Damit war sowohl der Beschluss vom 28. August 2020 (wie auch der Beschluss vom 17. Juli 2020) ordnungsgemäß, da er mit der Mehrheit der anwesenden Mitglieder getroffen wurde und Beschlussfähigkeit für den Beschluss gegeben war.
b) Die Beschwerde ist nicht deshalb zur Entscheidung anzunehmen, weil materiell-rechtlich ein anderes Ergebnis zu erwarten wäre.
(1) Das Kirchengericht hat sorgfältig begründet, dass bei der Größe der Mitarbeitervertretung und der kleinteiligen Organisation der Beteiligten zu 2) eine Bürokraft zur Verfügung zu stellen ist.

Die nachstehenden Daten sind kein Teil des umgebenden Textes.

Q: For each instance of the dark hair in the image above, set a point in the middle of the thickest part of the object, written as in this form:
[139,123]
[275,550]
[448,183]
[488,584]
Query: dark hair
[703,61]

Es ist naheliegend, dass in größeren Einrichtungen der Arbeitsanfall regelmäßig Büropersonal erfordert (vgl. JMNS/Joussen MVG-EKD § 30 Rn 28); das Kirchengericht hat insoweit zutreffend erkannt, dass zumindest eine Teilzeitkraft in einem Umfang von 0,5 einer Vollzeitkraft erforderlich ist.

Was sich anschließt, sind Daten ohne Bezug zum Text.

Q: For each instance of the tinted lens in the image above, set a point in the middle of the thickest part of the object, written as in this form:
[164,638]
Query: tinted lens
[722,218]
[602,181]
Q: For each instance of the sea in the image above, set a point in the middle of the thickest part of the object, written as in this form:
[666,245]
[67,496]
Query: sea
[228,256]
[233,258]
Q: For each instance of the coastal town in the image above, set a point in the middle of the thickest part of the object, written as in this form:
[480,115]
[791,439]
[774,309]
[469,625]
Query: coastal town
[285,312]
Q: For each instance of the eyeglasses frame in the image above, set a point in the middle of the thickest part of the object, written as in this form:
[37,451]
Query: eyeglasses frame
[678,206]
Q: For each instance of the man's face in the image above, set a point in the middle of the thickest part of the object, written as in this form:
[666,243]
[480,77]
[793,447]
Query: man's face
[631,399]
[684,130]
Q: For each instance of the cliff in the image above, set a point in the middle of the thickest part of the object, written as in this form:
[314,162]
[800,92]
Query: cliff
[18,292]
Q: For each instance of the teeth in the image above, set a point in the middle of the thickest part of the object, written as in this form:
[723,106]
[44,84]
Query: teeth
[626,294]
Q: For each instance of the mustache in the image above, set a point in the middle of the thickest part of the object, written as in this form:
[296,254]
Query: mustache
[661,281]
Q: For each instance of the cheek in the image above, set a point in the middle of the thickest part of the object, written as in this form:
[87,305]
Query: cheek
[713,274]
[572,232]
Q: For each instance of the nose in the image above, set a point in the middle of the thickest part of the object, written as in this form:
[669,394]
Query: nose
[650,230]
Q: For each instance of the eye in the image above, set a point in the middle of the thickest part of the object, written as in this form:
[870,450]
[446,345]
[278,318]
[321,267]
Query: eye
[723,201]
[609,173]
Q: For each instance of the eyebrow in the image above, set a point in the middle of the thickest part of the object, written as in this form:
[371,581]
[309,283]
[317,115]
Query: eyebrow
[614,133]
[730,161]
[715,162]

(2) Unbehelflich ist der weitere Einwand der Beteiligten zu 2), die Mitarbeitervertretung habe keinen Anspruch auf Büropersonal, weil die Organisationsstrukturen der Beteiligten zu 2) eine Sekretariatsstruktur nicht vorsehe. Der Anspruch der Mitarbeitervertretung richtet sich ausschließlich nach § 30 Absatz 1 MVG-EKD. Danach ist einer Mitarbeitervertretung für Sitzungen, Sprechstunden und laufende Geschäftsführung „in erforderlichem Umfang“ u.a. Büropersonal zur Verfügung zu stellen; es besteht auch Anspruch auf eine „dienststellenübliche technische Ausstattung“. Die Begrifflichkeit „dienststellenüblich“ bezieht sich nach allen Auslegungsmethoden auf die technische Ausstattung. Es soll verhindert werden, dass im Bereich der Mitarbeitervertretung eine abweichende technische Ausstattung zum Einsatz kommt, die letztlich von der Dienststelle (mit zusätzlichem Aufwand) gewartet und betreut werden muss. Die technische Ausstattung soll sich in die „übliche“ Technik der Dienststelle einfügen.
(3) Ernsthafte Zweifel an der Richtigkeit der angefochtenen Entscheidung bestehen zudem deshalb nicht, weil bei Ausstattungsfragen die Mitarbeitervertretung bei pflichtgemäßer Würdigung der Sachlage im Rahmen ihres Ermessensspielraums entscheidet. Bei der Ausübung ihres Ermessens muss sich die Mitarbeitervertretung auf den Standpunkt eines vernünftigen Dritten stellen, der die Interessen der Einrichtung und der Mitarbeitervertretung und damit auch das Interesse der Funktions- und Handlungsfähigkeit der Mitarbeitervertretung abwägt (vgl. JMNS/Joussen MVG-EKD § 30 Rn. 30 m.w.N); dabei sind die Grenzen des Ermessens im Interesse der Funktions- und Handlungsfähigkeit der MAV nicht zu eng zu ziehen. Eine 0,5 Teilzeitkraft ist nach diesem Maßstab erforderlich.
2. Auch die Stattgabe des Antrags zu 2) begegnet keine Bedenken. Die Mitarbeitervertretung soll bei der Auswahl des ihr zur Verfügung zu stellenden Büropersonals Wünsche äußern und Vorbehalte anmelden können, denen der Dienstgeber, wenn dies möglich ist und dienstliche Belange nicht entgegenstehen, nach Maßgabe des Gebots der vertrauensvollen Zusammenarbeit zu entsprechen hat (vgl. JMNS MVG-EKD § 30 Rn 27).
Die Beschwerde war deshalb nicht zur Entscheidung anzunehmen.
III. Eine Kostenentscheidung ist entbehrlich (§ 63 Absatz 7 MVG-EKD i.V.m. § 22 Absatz 1 KiGG.EKD).